Cada mañana, cuando sale el sol y sus primeros rayos tiñen de dorado la superficie del mar, los barcos pesqueros regresan uno tras otro y atracan lentamente. El rugido de los motores se mezcla con el sonido de las olas y despierta toda la zona costera. El puerto cobra vida. Los pescadores se llaman unos a otros para saludarse y compartir las novedades, mientras las mujeres, con manos ágiles, retiran el pescado de las redes. Las capturas de pescado, camarones y otros mariscos, todavía frescos, se clasifican rápidamente para llegar a tiempo al mercado de primera hora.
Tran Van Cuong, un pescador local, compartió: “Este año tenemos muy buen tiempo. Hace sol, la temperatura es agradable y el mar está muy tranquilo. En esta salida, mi familia ha conseguido más de 20 kilos de pescado, además de camarones, cangrejos y otros mariscos. Cuando regresamos con una buena captura, la vida de la familia también mejora”.
Así transcurre el día a día de pescadores como Cuong, en Xuan Yen. La mayoría de ellos se dedica a la pesca costera con pequeñas embarcaciones de baja potencia. Cada día salen al mar entre la 1 y las 2 de la madrugada y regresan cuando comienza a salir el sol. Cada faena dura varias horas y depende por completo de las mareas y de las condiciones meteorológicas.
Con más de 50 años dedicados a la pesca, Nguyen Xuan Hao, relató: “La vida de los pescadores es dura, pero siempre tengo esperanza en que el mar nos dé abundante pescado y marisco para que nuestras familias puedan vivir cada vez mejor. Mi abuelo, mi padre, yo y ahora mi hijo hemos estado ligados al mar. Quienes vivimos de él, como yo, estamos acostumbrados al viento y a las olas. Por eso, aunque el sol nos haya curtido la piel, para los pescadores trabajar para nuestras familias y continuar el oficio de nuestros antepasados es una alegría”.
Siguiendo el oficio de sus padres y abuelos, muchos jóvenes de Xuan Yen comenzaron a familiarizarse con el mar desde muy temprana edad.
Nguyen Trong Hung, aldeano de Yen Ngu, dijo: “Cuando todavía estudiaba, a veces acompañaba a mi padre y a mis hermanos mayores a pescar cerca de la costa.

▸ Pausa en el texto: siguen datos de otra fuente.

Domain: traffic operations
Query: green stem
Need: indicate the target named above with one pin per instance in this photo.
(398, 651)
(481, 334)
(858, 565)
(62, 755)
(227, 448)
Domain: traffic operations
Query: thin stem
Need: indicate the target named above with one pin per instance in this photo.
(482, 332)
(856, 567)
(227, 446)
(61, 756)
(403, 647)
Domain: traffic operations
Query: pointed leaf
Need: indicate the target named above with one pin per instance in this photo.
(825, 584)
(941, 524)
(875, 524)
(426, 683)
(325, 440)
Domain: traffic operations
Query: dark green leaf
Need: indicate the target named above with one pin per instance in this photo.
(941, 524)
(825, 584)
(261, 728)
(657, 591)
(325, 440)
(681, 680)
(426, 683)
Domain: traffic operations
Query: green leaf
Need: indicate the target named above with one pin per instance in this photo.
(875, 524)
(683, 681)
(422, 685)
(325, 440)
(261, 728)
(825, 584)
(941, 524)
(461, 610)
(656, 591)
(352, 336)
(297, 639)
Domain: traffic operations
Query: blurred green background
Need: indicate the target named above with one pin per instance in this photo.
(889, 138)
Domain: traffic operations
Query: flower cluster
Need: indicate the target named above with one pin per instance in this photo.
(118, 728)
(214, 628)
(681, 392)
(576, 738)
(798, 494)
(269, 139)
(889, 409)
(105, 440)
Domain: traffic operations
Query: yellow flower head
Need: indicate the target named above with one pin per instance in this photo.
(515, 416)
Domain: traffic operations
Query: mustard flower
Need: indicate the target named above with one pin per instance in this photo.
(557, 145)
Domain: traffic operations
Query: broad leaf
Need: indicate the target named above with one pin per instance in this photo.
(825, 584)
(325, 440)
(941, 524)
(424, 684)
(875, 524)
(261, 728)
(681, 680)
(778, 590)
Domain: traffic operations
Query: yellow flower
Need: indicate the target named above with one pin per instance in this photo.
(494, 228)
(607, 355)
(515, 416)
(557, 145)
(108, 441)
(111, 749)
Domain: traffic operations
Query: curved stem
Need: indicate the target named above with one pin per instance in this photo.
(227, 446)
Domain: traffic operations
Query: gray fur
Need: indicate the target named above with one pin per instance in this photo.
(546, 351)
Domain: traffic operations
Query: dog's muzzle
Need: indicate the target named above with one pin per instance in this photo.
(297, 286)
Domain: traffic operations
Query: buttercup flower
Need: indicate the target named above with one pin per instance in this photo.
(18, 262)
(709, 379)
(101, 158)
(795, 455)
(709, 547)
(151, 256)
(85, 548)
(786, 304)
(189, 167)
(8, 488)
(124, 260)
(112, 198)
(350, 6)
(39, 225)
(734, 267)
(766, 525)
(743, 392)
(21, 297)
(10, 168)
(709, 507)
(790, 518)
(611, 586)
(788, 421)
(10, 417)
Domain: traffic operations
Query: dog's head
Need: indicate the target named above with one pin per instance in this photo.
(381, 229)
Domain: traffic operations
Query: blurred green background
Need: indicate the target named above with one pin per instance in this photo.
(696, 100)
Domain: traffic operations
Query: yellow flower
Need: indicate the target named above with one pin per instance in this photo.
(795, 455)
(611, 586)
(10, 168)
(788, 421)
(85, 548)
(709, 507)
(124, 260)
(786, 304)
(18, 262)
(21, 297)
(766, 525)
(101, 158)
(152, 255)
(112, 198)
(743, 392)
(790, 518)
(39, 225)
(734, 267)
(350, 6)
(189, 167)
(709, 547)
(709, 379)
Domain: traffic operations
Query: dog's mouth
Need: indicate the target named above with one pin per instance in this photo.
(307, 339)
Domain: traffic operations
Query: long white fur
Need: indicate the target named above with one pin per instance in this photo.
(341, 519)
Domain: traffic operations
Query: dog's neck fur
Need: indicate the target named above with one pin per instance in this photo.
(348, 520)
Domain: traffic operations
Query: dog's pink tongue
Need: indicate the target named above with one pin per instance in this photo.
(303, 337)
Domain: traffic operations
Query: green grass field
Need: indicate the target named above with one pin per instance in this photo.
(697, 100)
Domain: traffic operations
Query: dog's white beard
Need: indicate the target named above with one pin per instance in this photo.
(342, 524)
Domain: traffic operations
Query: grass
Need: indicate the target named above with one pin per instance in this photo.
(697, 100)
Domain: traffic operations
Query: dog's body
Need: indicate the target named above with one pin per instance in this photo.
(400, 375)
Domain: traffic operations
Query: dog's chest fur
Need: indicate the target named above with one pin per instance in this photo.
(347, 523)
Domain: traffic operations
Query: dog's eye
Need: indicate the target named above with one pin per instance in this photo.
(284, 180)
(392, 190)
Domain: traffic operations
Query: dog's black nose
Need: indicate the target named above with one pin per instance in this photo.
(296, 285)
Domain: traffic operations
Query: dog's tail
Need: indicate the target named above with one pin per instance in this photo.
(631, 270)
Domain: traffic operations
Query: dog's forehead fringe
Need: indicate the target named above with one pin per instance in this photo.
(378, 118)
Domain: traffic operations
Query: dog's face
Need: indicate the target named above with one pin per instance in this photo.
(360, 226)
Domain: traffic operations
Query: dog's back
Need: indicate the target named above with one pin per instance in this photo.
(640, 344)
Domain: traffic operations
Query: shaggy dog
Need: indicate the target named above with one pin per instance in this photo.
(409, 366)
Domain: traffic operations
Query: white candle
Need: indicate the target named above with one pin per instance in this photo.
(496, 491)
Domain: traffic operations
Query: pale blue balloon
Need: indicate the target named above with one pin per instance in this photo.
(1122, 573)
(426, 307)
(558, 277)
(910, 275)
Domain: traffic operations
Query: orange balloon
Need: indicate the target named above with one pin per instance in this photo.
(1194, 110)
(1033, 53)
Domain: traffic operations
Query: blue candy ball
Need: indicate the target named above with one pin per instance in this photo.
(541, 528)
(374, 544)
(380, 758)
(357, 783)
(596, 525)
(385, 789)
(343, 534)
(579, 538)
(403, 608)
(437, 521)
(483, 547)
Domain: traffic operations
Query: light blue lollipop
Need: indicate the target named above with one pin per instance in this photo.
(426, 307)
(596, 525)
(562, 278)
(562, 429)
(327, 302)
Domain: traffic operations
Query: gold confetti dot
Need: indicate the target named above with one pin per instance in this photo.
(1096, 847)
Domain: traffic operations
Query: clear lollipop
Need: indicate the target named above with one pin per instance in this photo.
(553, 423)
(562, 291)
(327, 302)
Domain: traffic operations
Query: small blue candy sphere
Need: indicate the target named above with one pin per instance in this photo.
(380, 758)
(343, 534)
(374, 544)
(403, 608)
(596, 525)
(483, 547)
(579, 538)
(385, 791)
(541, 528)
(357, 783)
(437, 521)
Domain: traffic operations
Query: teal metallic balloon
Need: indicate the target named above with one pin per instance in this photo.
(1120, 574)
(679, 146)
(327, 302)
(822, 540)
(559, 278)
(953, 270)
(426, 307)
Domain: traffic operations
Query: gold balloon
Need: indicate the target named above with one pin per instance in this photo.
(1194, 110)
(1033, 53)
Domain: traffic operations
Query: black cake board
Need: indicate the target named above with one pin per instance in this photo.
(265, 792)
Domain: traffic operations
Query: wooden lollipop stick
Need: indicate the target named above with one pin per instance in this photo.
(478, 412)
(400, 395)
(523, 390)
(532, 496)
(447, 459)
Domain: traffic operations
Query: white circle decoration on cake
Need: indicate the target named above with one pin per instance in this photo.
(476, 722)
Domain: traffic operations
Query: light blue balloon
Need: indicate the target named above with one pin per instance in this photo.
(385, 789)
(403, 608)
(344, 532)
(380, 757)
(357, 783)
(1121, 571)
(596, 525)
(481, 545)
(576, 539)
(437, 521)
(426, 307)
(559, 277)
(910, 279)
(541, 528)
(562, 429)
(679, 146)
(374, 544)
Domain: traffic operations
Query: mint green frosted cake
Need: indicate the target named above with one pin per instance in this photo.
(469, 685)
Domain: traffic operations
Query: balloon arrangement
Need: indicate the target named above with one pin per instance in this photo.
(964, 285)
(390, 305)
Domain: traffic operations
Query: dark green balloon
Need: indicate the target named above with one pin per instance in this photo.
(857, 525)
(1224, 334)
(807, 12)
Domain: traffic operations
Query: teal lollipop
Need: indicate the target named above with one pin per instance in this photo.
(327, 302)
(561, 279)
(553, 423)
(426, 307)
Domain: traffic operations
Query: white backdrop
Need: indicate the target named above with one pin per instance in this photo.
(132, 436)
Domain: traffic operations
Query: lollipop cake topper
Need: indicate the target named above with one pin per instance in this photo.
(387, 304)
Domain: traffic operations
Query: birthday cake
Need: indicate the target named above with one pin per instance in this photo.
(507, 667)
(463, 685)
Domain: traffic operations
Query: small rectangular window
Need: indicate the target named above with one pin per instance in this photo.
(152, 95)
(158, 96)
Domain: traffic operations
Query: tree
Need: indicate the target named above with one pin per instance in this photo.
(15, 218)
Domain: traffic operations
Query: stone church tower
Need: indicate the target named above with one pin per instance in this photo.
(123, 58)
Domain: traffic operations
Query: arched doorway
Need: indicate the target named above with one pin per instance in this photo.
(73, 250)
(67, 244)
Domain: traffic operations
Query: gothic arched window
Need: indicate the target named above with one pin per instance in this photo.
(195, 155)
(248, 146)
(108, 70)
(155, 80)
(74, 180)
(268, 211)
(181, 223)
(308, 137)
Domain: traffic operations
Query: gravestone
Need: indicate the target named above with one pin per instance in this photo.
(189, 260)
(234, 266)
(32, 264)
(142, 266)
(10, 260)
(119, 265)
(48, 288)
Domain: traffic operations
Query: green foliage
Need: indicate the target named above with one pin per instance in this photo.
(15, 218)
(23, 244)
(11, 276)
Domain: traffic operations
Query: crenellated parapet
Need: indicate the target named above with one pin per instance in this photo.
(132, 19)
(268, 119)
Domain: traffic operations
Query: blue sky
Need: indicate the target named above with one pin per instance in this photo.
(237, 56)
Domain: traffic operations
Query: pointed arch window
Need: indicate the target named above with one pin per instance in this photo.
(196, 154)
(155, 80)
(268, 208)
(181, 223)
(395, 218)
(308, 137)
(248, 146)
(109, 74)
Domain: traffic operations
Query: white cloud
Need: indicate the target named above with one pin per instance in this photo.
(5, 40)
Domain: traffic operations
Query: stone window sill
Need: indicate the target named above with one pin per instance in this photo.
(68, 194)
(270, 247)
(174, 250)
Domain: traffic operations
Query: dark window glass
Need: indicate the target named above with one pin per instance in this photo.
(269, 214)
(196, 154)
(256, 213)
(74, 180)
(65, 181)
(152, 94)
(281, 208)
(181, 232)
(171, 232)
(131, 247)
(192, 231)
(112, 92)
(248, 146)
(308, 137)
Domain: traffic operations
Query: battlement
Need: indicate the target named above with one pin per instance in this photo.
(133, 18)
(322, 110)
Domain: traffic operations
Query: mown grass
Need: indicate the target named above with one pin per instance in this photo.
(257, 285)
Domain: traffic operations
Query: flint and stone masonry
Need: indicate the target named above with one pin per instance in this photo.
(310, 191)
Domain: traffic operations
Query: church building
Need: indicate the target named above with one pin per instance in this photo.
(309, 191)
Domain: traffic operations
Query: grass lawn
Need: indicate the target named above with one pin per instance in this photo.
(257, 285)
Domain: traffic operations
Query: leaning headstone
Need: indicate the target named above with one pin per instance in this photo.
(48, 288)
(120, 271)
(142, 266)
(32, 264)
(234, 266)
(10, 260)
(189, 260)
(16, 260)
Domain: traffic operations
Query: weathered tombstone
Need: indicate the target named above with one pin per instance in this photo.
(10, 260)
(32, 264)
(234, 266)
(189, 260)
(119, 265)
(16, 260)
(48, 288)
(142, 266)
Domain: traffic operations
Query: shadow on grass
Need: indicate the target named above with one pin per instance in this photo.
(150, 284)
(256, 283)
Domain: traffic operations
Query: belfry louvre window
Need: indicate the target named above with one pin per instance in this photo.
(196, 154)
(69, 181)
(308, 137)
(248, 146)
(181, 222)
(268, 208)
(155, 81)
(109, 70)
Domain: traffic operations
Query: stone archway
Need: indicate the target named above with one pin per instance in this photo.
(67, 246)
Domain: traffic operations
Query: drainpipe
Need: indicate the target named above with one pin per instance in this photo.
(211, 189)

Ahora llevo diez años trabajando en el mar. Muchos de mis amigos también han elegido la pesca como medio de vida. Aunque en algún momento nos fuimos de nuestra tierra, nunca dejamos de sentirnos ligados al mar y terminamos regresando”.
El pueblo pesquero de Xuan Yen cuenta con más de 500 familias, cuya principal fuente de ingresos es la pesca. En toda la comuna hay más de 300 barcos registrados, en su mayoría pequeños y dedicados a la pesca costera. Los buenos ingresos que genera esta actividad han permitido a los pescadores mejorar sus condiciones de vida. Además de salir al mar, los habitantes locales buscan constantemente nuevas formas de adaptarse y optimizar su actividad.
Tran Thi Nga, residente en la aldea de Hai Loi, lleva cerca de 30 años trabajando junto a su marido en el mar. La mujer compartió: “Desde tiempos remotos, la economía de Xuan Yen depende del mar. Cada mañana salen a pescar cerca de la costa unas 300 o 400 embarcaciones. Al regresar traen pescado “khoai”, además de arenque, caballa, jurel, camarones, cangrejos y otros mariscos. Me alegra mucho cuando conseguimos vender toda la pesca y obtener buenos ingresos. Siempre nos animamos unos a otros a seguir esforzándonos y trabajando en el mar para tener una vida mejor. Solo esperamos que el mar siga tranquilo y apacible para poder seguir trabajando en paz”.
Cuando el sol ya está alto, el ruido de los motores se va apagando y la playa recupera poco a poco su habitual tranquilidad. En la orilla, los barcos pesqueros permanecen alineados, mientras las banderas nacionales, de intenso rojo, ondean al viento y llenan de color el paisaje. Es precisamente este ritmo de vida sencillo el que da su carácter singular al pueblo pesquero de Xuan Yen, donde cada nuevo día comienza con el mar y los pescadores nunca dejan de depositar sus esperanzas en cada nueva salida.